Wyjazd przed godziną 10.00 i jazda do miejscowości Szczytniki na umówione spotkanie z kuzynem 1. Całkiem przyjemna trasa to była :) szkoda ino że wiatr pozwalał na tyle ile pozwalał heh. Piwko, jedzonko (dzięki Sławek!) i jazda w kierunku Kórnika gdzie lasami, po wertepach i piaskach trafiamy na asfalt i obieramy cel Radzewice. I tu dylemat bo nie wiem co było fajniejsze czy odcinek z wiatrem w plecy czy urokliwa miejscówka nad Wartą :)
Chwila oddechu, łyk czegoś owocowego i wracamy na trasę - kolejny cel przed nami czyli Wielkopolski Park Narodowy ... przed którym podjazd w stylu śląskim :-D na oko około tam 8-9%. Podjazd owy kuzyna pokonał (miał prawo!!) a ja na górce miałem czas na spokojnego ćmika heh. Później lekki zjazd (a no jeszcze była atrakcja w postaci wieży widokowej) i wycieczka leśna wśród piachu, kamieni, korzeni i innych uroczych lub mniej atrakcji.
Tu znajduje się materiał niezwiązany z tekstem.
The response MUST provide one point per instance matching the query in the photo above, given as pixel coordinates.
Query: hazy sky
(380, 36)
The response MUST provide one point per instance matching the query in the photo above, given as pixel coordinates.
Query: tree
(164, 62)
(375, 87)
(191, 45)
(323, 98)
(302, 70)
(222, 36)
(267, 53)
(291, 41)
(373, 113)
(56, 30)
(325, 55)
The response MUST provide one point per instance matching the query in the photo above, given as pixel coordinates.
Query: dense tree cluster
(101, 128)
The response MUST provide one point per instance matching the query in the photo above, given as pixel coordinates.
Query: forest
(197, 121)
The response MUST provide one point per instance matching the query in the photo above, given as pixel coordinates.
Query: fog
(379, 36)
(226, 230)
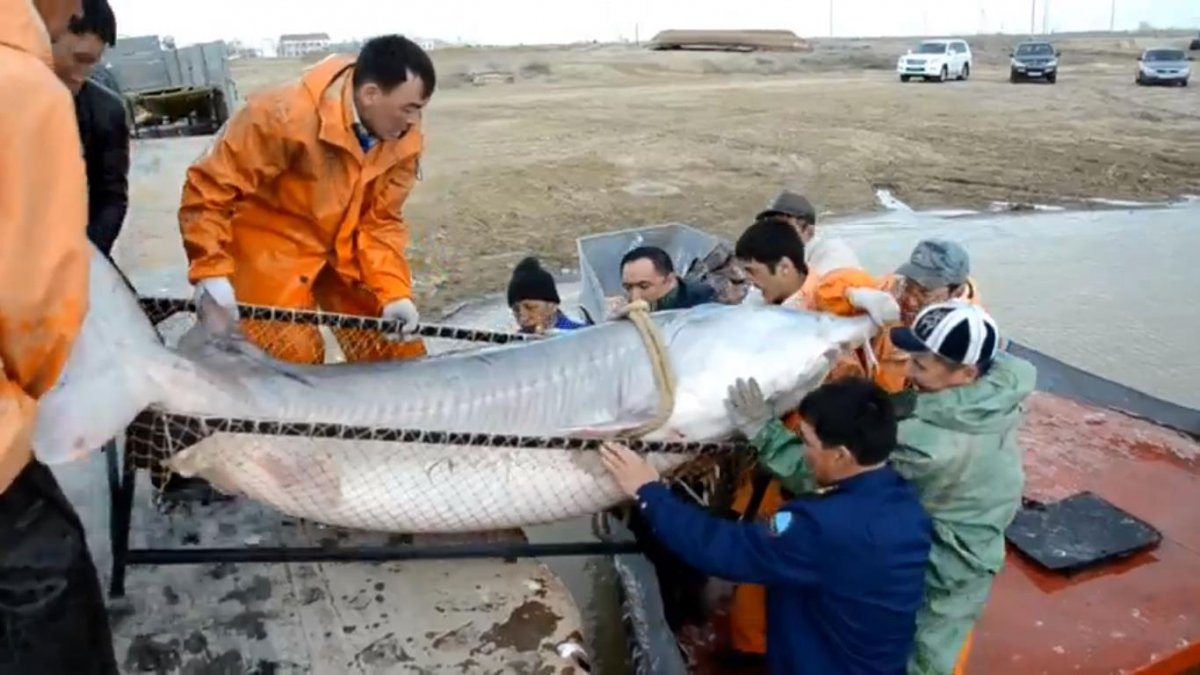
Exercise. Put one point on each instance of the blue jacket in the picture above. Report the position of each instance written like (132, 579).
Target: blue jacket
(845, 572)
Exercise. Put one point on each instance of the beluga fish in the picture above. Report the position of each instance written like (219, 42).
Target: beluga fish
(595, 381)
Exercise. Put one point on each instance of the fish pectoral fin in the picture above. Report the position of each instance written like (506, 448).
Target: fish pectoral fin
(603, 430)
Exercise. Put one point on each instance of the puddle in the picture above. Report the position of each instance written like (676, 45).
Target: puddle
(648, 189)
(1001, 207)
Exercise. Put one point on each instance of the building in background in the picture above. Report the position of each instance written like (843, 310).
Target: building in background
(301, 43)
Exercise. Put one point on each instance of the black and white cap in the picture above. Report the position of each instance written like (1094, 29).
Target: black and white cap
(957, 330)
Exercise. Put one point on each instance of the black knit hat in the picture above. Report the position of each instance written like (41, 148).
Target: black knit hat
(532, 282)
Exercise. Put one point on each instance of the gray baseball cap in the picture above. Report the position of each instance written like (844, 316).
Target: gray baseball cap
(791, 204)
(937, 262)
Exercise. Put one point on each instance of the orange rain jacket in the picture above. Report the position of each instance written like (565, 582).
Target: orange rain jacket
(825, 293)
(287, 193)
(43, 219)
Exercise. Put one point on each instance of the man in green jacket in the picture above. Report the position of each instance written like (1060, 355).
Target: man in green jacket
(958, 447)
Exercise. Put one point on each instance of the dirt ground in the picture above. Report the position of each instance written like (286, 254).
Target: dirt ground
(529, 148)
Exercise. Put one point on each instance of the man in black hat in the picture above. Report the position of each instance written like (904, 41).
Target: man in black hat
(821, 254)
(533, 298)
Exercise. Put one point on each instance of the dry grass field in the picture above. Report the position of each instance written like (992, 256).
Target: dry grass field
(528, 148)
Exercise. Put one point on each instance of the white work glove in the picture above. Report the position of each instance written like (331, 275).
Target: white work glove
(220, 290)
(748, 408)
(403, 311)
(880, 305)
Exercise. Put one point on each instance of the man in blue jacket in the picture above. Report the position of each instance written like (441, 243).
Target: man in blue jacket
(845, 568)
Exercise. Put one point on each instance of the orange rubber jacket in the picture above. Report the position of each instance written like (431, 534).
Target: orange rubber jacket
(287, 190)
(823, 293)
(43, 219)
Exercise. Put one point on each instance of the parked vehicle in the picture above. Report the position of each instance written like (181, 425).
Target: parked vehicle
(936, 59)
(1164, 66)
(1033, 60)
(184, 90)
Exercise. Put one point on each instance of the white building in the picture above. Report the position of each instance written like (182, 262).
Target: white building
(298, 45)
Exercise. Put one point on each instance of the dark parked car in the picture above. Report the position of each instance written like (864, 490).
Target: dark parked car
(1035, 60)
(1164, 66)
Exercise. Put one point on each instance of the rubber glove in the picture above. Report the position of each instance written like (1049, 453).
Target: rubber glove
(748, 408)
(880, 305)
(403, 311)
(220, 290)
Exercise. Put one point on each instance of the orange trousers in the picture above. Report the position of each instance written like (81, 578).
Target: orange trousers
(304, 344)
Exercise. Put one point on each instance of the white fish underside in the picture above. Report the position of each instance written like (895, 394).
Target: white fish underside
(597, 378)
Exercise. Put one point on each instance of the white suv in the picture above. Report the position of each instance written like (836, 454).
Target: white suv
(936, 59)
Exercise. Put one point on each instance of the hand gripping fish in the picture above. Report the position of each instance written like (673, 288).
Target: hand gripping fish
(595, 381)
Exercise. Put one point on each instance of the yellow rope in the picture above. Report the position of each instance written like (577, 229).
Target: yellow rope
(639, 312)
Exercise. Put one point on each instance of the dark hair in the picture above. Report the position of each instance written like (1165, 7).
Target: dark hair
(769, 240)
(856, 413)
(531, 281)
(658, 257)
(97, 19)
(389, 60)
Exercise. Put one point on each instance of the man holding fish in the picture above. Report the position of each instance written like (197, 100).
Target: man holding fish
(53, 619)
(845, 569)
(299, 201)
(774, 256)
(958, 447)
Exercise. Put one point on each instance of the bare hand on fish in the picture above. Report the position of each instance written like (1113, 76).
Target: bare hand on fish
(630, 469)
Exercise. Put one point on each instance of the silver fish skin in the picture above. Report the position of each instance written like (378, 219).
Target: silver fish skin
(594, 381)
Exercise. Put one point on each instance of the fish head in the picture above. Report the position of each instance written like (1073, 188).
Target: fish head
(217, 339)
(787, 351)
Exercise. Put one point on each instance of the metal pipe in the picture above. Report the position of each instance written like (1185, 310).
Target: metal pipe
(160, 309)
(376, 554)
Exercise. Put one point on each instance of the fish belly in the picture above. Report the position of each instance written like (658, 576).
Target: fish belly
(411, 488)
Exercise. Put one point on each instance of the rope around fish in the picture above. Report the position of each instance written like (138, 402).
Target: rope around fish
(639, 312)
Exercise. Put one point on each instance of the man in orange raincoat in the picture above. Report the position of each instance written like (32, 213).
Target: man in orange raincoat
(52, 611)
(773, 254)
(298, 203)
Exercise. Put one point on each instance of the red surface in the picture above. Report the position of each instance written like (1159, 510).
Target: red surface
(1138, 616)
(1141, 615)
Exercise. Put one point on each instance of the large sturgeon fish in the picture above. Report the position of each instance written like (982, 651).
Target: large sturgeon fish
(597, 380)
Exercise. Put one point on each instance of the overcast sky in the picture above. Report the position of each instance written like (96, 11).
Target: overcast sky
(513, 22)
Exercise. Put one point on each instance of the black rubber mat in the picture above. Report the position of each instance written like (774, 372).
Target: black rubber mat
(1079, 532)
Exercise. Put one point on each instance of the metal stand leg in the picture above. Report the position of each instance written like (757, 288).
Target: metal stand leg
(121, 481)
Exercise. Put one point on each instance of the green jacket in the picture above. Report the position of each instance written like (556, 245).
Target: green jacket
(959, 448)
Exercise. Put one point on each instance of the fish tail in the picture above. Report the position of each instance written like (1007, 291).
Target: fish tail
(108, 377)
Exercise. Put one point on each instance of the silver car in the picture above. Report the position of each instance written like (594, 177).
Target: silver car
(1164, 66)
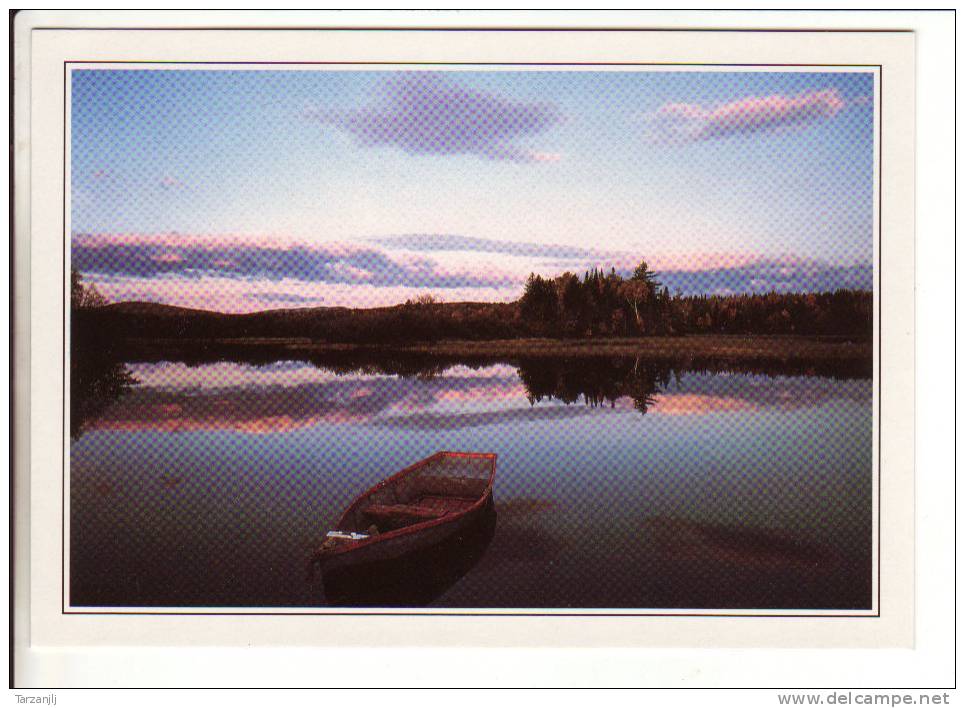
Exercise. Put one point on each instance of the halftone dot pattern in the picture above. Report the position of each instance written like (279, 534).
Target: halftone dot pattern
(723, 477)
(239, 190)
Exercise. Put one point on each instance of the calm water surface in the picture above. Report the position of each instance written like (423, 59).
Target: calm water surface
(619, 484)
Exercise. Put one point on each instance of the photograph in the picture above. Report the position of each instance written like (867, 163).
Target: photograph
(479, 338)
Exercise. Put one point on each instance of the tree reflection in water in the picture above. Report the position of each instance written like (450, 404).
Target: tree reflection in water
(599, 381)
(96, 381)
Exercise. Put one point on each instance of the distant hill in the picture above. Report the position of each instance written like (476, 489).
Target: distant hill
(463, 320)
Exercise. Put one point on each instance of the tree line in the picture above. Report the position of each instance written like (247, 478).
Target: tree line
(608, 304)
(597, 305)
Następnie opuszczamy odcinek terenowy i obieramy azymut na Poznań. W mieście jeszcze kuzyn pokazuje kąsek okolic i można było uciekać na mięte i żubry do znajomych poznańskich :-)
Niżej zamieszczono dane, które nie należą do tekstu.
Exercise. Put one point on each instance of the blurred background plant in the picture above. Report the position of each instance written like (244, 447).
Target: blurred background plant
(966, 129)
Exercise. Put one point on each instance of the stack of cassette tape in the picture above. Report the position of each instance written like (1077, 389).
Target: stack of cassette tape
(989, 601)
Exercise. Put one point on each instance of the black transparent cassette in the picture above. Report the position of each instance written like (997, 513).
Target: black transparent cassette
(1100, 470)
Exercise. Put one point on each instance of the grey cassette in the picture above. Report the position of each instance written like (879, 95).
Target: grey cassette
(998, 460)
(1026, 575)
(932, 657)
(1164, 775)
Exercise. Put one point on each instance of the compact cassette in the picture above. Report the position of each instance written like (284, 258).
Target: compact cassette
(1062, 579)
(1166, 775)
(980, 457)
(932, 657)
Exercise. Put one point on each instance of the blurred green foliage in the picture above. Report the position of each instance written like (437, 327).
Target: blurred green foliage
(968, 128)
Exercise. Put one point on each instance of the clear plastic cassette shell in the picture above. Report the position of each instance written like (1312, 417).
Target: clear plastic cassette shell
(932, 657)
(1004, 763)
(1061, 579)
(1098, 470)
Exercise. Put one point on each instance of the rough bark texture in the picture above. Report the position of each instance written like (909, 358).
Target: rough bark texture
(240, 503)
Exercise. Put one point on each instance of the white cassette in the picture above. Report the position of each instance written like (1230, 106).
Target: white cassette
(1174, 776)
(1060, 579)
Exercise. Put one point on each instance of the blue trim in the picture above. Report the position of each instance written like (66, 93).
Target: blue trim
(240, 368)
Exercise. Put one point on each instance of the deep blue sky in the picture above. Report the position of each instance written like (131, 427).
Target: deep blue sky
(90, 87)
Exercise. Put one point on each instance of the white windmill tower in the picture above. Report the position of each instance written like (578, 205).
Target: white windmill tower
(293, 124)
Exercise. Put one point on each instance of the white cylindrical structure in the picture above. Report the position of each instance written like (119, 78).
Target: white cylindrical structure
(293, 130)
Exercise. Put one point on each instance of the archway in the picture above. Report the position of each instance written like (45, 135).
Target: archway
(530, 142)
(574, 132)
Co by tu podsumować no na bank fajnie że wyszło bo to był szlak koronny tego wyjazdu (-: Na bank mega w dechę że kuzyn temat ogarnął i nawet nie marudził choć chyba trochę ciężko miał heh Co ja piszę ze ogarnął nawet do setki dokręcił :-D Brawo On!! :) Mi już się nie chciało, są jeszcze inne plany a i wiatr ładnie na trasie siły zabierał to i po co szarżować? ^_^
===============
Trasa

Fotki:
Miejsce spotkania i w sumie dość niezła średnia jak na pierwsze 15km :)


I od tego miejsca mocniej towarzysko :)

A na ogródku majówka jak się patrzy (-:


Dobre, Lubie bardzo ^_^
Z trasy powrotnej => okolice Kórnika


i Radzewic czyli najładniejszy odcinek
Kuzyn on tour :D



Race kingi coś średnio szły hehe
==============
Kolega bocian tez się załapał na fotkę :)

Mosina => podjazd z rzędu tych fuj xD

I niespodzianka największa czyli wieża za darmola :-P
Tatr nie było widać :D

Kąsek lasu i jazda w kierunku wieczornego alko :)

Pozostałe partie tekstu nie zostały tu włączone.